Spain boss Vicente Del Bosque has tried to put an end to any talk about Cesc Fabregas' lack of commitment to the national team, claiming he believes the Chelsea midfielder was not fit enough to play in his country's last two fixtures.
Fabregas' club manager Jose Mourinho claimed after the victory over Liverpool that the midfielder had played carrying an injury and was unable to turn out for Spain. However, with some reports suggesting he didn't trust what he heard from the Portuguese boss, Del Bosque then urged the Chelsea star to fly to Madrid to undergo a scan by the national team doctors.
Only after that scan, was the midfielder pulled out of the games against Belarus and Germany and sent back to London to continue the recovery with his club.
Since the Spanish Federation released a statement saying it officially "rejects any possibility of a hamstring injury", suggesting he just had a minor discomfort, many people in Spain have since accused him of a lack of commitment to the national team.

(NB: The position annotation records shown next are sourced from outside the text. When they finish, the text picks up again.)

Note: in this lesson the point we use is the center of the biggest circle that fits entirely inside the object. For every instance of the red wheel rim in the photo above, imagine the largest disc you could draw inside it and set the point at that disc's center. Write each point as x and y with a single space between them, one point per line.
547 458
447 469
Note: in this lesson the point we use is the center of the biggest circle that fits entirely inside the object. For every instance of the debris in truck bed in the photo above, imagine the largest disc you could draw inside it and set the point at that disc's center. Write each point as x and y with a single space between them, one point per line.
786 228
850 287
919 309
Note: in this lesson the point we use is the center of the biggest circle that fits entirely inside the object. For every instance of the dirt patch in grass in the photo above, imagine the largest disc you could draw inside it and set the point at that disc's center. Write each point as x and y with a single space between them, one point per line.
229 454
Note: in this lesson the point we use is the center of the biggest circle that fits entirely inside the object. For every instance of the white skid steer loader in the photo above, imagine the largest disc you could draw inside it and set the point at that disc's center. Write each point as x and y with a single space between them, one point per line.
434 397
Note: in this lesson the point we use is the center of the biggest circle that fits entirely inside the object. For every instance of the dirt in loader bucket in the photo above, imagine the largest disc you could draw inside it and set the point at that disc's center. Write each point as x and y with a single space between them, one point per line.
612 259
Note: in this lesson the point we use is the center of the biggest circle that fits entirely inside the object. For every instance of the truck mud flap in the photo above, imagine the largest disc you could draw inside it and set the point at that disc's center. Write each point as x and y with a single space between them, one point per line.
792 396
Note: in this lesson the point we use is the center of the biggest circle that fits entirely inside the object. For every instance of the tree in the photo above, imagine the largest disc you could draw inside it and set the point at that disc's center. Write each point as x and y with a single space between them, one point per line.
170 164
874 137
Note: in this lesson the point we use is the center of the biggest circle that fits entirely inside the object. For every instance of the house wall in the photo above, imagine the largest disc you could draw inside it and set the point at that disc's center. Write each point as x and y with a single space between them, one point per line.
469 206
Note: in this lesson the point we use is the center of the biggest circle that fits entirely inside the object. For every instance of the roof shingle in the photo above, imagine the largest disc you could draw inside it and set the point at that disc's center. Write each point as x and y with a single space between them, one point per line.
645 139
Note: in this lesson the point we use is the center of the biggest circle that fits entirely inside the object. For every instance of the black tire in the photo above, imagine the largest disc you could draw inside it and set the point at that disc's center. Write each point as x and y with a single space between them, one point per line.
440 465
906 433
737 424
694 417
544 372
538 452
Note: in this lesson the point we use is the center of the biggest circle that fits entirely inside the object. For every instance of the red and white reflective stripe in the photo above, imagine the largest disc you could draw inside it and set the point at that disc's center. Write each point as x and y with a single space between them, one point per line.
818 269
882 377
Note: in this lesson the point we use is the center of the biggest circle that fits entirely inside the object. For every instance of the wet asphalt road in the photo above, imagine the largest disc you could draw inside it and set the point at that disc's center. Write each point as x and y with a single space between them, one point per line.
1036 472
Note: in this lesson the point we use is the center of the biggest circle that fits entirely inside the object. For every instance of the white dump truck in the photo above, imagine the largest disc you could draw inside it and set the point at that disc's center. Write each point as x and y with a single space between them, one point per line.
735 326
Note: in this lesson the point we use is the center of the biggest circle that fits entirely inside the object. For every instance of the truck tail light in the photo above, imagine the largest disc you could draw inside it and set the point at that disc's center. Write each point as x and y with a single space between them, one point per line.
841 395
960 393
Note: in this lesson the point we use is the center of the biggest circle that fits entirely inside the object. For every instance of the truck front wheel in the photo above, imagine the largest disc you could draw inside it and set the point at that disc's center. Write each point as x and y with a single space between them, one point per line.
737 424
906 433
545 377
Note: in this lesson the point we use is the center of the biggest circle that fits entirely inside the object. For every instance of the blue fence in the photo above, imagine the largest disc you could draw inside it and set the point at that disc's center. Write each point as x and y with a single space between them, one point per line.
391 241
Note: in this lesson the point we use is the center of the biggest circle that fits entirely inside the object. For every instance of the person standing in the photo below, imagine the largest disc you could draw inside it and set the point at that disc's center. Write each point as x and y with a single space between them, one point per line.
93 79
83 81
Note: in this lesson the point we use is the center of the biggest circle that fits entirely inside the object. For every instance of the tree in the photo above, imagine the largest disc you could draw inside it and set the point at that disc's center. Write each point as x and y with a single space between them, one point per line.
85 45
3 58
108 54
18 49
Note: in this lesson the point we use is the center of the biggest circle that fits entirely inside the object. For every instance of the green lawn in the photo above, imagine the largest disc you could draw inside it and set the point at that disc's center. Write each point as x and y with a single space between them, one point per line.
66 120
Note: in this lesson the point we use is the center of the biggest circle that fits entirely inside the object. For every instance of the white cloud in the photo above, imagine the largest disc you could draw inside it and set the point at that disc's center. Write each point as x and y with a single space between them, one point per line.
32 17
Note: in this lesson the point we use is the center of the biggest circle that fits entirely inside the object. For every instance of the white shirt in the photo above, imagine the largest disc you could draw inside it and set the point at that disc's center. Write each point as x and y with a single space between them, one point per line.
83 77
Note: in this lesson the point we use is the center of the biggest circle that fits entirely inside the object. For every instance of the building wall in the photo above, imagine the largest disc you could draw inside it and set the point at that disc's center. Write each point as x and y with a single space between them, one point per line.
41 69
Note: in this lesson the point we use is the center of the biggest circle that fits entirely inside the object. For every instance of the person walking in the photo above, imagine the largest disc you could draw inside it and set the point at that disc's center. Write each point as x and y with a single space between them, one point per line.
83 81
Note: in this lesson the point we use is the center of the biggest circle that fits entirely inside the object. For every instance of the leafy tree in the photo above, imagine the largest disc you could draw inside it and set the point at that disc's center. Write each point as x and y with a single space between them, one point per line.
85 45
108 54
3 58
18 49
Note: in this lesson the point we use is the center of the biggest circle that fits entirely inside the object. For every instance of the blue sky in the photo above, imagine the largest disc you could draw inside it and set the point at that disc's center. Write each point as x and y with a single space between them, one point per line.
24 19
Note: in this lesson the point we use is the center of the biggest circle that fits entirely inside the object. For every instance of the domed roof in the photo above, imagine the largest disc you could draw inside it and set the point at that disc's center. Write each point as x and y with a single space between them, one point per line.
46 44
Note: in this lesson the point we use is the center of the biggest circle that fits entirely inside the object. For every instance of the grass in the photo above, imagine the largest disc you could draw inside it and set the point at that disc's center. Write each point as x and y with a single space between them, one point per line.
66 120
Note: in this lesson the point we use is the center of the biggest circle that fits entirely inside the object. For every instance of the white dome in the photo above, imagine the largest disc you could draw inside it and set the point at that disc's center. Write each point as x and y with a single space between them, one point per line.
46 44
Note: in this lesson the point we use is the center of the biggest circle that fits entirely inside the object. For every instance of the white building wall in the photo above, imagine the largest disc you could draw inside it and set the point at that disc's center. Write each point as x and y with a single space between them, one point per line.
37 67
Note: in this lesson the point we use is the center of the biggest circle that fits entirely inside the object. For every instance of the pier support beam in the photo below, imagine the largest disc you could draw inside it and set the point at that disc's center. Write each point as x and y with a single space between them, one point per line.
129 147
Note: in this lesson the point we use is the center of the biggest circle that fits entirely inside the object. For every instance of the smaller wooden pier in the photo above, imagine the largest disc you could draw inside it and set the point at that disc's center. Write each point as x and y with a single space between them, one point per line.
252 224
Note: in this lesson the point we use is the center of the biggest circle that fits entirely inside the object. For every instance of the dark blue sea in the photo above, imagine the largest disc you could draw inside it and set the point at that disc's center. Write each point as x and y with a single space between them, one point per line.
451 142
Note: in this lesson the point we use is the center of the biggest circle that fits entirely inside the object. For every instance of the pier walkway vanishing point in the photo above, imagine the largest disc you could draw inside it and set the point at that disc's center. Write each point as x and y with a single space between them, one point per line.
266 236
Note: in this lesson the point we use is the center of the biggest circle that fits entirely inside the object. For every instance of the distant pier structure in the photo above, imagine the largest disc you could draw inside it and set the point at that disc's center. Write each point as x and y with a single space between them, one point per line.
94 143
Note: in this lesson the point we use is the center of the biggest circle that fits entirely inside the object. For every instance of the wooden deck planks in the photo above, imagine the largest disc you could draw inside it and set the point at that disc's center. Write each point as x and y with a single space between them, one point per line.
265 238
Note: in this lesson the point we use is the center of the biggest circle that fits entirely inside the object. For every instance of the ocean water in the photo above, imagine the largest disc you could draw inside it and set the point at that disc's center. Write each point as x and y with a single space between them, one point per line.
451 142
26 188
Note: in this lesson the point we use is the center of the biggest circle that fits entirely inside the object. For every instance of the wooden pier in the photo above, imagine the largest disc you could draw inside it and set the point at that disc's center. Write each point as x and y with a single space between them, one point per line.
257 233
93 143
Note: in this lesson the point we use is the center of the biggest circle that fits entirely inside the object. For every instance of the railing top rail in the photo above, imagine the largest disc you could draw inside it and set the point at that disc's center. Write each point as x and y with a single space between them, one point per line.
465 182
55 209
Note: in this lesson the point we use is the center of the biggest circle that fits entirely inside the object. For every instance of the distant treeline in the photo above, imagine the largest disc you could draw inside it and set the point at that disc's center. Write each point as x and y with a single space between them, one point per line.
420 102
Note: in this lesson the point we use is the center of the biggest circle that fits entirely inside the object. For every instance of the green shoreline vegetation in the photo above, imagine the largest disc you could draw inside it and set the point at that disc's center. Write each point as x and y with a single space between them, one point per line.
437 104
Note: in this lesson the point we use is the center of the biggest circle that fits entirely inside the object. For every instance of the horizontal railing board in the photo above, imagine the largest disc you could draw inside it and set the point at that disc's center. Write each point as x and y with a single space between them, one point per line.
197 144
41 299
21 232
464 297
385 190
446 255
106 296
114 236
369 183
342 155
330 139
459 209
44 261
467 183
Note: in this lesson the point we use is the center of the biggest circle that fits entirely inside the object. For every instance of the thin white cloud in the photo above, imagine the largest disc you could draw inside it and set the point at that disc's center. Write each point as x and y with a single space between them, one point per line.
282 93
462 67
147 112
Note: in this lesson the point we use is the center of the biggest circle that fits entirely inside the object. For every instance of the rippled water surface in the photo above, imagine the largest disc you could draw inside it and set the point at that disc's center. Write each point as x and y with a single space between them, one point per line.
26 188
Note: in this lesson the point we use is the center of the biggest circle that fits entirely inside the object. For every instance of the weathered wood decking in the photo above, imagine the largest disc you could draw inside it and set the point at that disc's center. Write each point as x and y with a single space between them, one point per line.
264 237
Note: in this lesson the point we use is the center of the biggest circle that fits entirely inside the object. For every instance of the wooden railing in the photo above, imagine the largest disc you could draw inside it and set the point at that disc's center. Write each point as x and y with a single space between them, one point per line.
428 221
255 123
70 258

Del Bosque has now, however, tried to play down the gathering disquiet revealing a conversation with Fabregas before his was withdrawn. The national boss also added that Fabregas had proved his commitment to Spain over recent years.
"So much has been said this week that it embarrasses me to discuss the matter. I believe in sporting values, trust and I don't understand this lack of compromise," Del Bosque told AS.
"We all know Fabregas. He has a sporting competitive edge. When he came to take his medical, he said: I've attended 125 international get-together's and only played 94 games.
"This is down to me and Luis selecting him 94 times in the past. These players show up and they want to play, if they can't make it I have to believe what they say."
When questioned why they decided to rest him even though the scan revealed he did not have a hamstring injury, he said: "We decided not to let him stay as he said to me: I have a knock and when I move this leg it's sore.
"It's bad news when we enter a dynamic of a lack of trust. Some of those casting opinions should be on the bench."